Geometry-Aware Temporal Fusion: TSSTF Model

Updated 27 September 2025

The paper introduces TSSTF, a model that uses geometry-driven regularizers to integrate spatial detail with temporal dynamics for robust edge preservation.
It employs TGTV and TGEC mechanisms within a constrained convex optimization framework, effectively mitigating noise and spectral variations.
Quantitative evaluations demonstrate TSSTF’s superior performance, maintaining fine structures and improving metrics like PSNR and MSSIM over state-of-the-art methods.

A geometry-aware temporal fusion scheme refers to algorithmic frameworks that integrate information across both spatial and temporal domains, while explicitly modeling or enforcing geometric structure. In remote sensing, these methods aim to jointly leverage the spatial detail and temporal dynamics across multi-temporal images, ensuring the preservation and robust transfer of geometric (or structural) information despite noise, spectral variation, and measurement degradation. A leading example is the Temporally-Similar Structure-Aware Spatiotemporal Fusion (TSSTF) model, developed specifically for satellite imagery, which employs geometry-driven constraints and regularizations to produce high-fidelity, edge-preserving fused outputs even under challenging noise conditions (Isono et al., 15 Aug 2025).

1. Geometry-Aware Regularization and Constraints

At the foundation of TSSTF are two mechanisms: Temporally-Guided Total Variation (TGTV) and Temporally-Guided Edge Constraint (TGEC), both of which encapsulate geometry-awareness in the temporal fusion process.

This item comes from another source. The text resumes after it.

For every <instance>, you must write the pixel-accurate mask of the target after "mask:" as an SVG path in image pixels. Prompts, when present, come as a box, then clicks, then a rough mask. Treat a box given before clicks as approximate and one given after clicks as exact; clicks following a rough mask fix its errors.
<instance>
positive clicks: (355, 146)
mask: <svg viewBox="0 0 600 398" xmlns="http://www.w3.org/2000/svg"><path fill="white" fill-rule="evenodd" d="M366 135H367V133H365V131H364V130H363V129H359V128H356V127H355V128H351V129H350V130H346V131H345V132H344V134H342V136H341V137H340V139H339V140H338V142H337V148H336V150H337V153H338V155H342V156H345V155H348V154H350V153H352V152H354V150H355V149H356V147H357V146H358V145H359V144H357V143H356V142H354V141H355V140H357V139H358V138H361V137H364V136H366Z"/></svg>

TGTV defines an anisotropic regularization function that promotes piecewise smoothness of the reconstructed images but adaptively preserves spatial structures based on guidance from a high-resolution (HR) reference image acquired at a nearby date. For each pixel, TGTV uses directional weights computed as

$w_{i,j}^{(p)} = \exp\left( -\frac{1}{\delta^2} \left| [\mathcal{D}_p h']_{i,j} \right|^2 \right)$

where $h'$ is a median-filtered and channel-averaged guide image, $\delta$ is a sensitivity parameter, and $\mathcal{D}_p$ is the finite difference operator in direction $p \in \{1,2,3,4\}$ . The four spatial directions allow the regularizer to be highly responsive to local edge geometry.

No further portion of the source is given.